Sasaula Sabha Gachhi (Maithili: ससौला सभा गाछी) is a historical place for the Maithil Brahmins in the Mithila region of India. It is located at Sasaula village of Suppi block in the Sitamarhi district of Bihar. In the early times, the parents of Maithil Brahmin brides came here to select suitable bridegrooms for their daughter. It is a famous marriage related public assembly in the tradition of the Maithil Brahmins.

== Description ==
The Sasaula Sabha Gachhi is one of the fourteen historical places of marriage sabha in the tradition of Maithil Brahmins.
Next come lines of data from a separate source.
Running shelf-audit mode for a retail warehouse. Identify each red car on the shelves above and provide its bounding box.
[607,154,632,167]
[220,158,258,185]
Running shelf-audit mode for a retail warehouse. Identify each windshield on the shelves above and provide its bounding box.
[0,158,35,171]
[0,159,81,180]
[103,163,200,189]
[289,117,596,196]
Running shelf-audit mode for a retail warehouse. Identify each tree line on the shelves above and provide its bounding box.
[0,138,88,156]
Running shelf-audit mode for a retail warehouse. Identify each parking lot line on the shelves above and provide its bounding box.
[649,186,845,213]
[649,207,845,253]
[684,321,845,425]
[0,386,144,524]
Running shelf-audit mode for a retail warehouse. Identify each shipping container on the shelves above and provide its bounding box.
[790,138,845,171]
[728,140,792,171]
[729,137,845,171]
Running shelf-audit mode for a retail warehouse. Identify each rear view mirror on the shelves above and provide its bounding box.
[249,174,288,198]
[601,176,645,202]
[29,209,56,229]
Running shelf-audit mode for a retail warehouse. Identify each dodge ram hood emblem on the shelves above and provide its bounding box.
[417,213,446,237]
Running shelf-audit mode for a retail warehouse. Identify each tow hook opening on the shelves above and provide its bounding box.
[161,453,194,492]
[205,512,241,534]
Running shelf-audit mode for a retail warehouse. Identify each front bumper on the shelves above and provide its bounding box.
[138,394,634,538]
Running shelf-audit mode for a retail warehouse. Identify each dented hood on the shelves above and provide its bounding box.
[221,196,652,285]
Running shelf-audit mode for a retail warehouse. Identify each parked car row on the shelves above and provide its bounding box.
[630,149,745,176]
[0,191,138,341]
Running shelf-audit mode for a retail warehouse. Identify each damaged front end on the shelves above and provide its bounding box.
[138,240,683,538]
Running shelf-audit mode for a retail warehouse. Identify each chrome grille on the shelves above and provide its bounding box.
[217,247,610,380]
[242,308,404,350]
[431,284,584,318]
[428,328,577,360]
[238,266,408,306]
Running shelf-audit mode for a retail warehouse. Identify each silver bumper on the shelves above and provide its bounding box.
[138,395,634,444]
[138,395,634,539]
It serves as the location for one of major seats of Panjikars for the registration of Maithil Vivah through the Panji system among the Maithil Brahmins in the Mithila region. There is a temple in the campus of the Sabha Gachhi known as Shri Radhakrishna Ji Maharaj Mandir which is presently managed and protected by the Bihar State Religious Trust Board.

== History ==
The Sasaula Sabha Gachhi was established by the King Harisimhadeva of the Karnat Dynasty in the Mithila Kingdom.